The surgical procedures were executed successfully without requiring intraoperative conversions or transfusions. Both estimated blood loss and operation durations were maintained within satisfactory limits. For each type of surgery, the mean console times and estimated blood loss were 179.8 (standard deviation [SD] 39.4) min and 125.6 (SD 126.0) mL for radical prostatectomy, 126.7 (SD 47.8) min and 39.2 (SD 54.4) mL for partial nephrectomy, 112.6 (SD 37.4) min and 20.0 (SD 13.2) mL for partial adrenalectomy, and 148.0 (SD 18.2) min and 18.0 (SD 17.9) mL for pyeloureteroplasty, respectively. Across the cohort, 17 patients experienced a total of 25 adverse events, while 10 postoperative complications, all rated as Clavien-Dindo grade I, were encountered by eight patients. All patients had shown recovery or improvement from these events before the end of this trial.
The SHURUI single-port robotic surgical system demonstrated feasibility and safety in the performance of major urological surgeries. These initial findings highlight the system's potential, though further research and longer follow-up are required to assess long-term outcomes.

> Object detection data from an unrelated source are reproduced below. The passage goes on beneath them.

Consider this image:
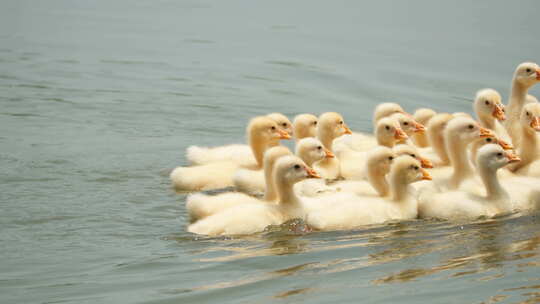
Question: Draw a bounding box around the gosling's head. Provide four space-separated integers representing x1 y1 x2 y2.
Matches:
375 117 409 141
274 155 320 184
390 113 426 136
373 102 405 125
444 116 495 144
293 114 317 140
476 144 520 171
474 89 506 121
247 116 291 144
266 113 293 136
366 146 396 175
317 112 352 139
413 108 437 126
295 137 335 165
263 146 292 168
520 103 540 132
514 62 540 88
394 144 433 168
390 155 431 184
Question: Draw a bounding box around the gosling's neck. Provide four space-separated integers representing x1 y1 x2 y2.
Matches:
264 162 278 201
517 127 540 167
367 164 390 197
377 133 396 148
428 129 450 166
478 166 510 211
413 132 429 148
275 179 304 218
478 114 496 131
507 81 529 115
249 134 272 169
390 173 409 202
317 128 334 152
446 138 473 189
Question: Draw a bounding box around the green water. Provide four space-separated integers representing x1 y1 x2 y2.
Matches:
0 0 540 303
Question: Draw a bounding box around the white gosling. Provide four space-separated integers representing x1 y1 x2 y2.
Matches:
313 112 352 179
170 116 290 191
473 89 511 143
186 146 291 222
411 108 437 148
418 144 519 219
307 156 431 230
505 62 540 148
293 114 318 141
432 117 494 190
186 113 293 166
336 117 408 180
188 156 318 236
511 103 540 177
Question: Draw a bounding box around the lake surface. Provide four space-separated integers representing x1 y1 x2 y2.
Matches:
0 0 540 303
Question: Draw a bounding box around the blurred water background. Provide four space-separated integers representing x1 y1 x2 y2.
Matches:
0 0 540 303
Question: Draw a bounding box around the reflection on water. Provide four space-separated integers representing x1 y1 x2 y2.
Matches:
173 215 540 303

本研究旨在评估舒瑞单孔机器人手术系统用于一系列主要泌尿外科手术的可行性和安全性。
在这项前瞻性多中心临床试验中,我们考察了舒瑞单孔机器人手术系统在泌尿外科干预中的有效性。来自中国四个中心的首批50例患者仅通过舒瑞单孔机器人手术系统接受了包括部分肾切除术、前列腺癌根治术、部分肾上腺切除术和肾盂输尿管成形术在内的单孔手术。该研究的主要终点集中在手术的成功,定义为无偏离计划手术、无需超过一个手术切口且术后24小时内无需再次手术。次要终点包括一系列手术指标、功能结局和患者人口统计学数据。在手术前、出院前和出院后1个月进行临床评估。
手术过程顺利完成,无需术中转换或输血。估计失血量和手术时间均保持在满意范围内。对于每种类型的手术,前列腺癌根治术的平均控制台操作时间和估计失血量分别为179.8(标准差[SD]39.4)分钟和125.6(SD 126.0)毫升,部分肾切除术为126.7(SD 47.8)分钟和39.2(SD 54.4)毫升,部分肾上腺切除术为112.6(SD 37.4)分钟和20.0(SD 13.2)毫升,肾盂输尿管成形术为148.0(SD 18.2)分钟和18.0(SD 17.9)毫升。在整个队列中,17例患者共经历了25次不良事件,8例患者出现了10例术后并发症,均评为Clavien-Dindo I级。所有患者在本试验结束前均已从这些事件中恢复或有所改善。
舒瑞单孔机器人手术系统在主要泌尿外科手术中显示出可行性和安全性。这些初步发现突出了该系统的潜力,不过需要进一步研究和更长时间的随访来评估长期结局。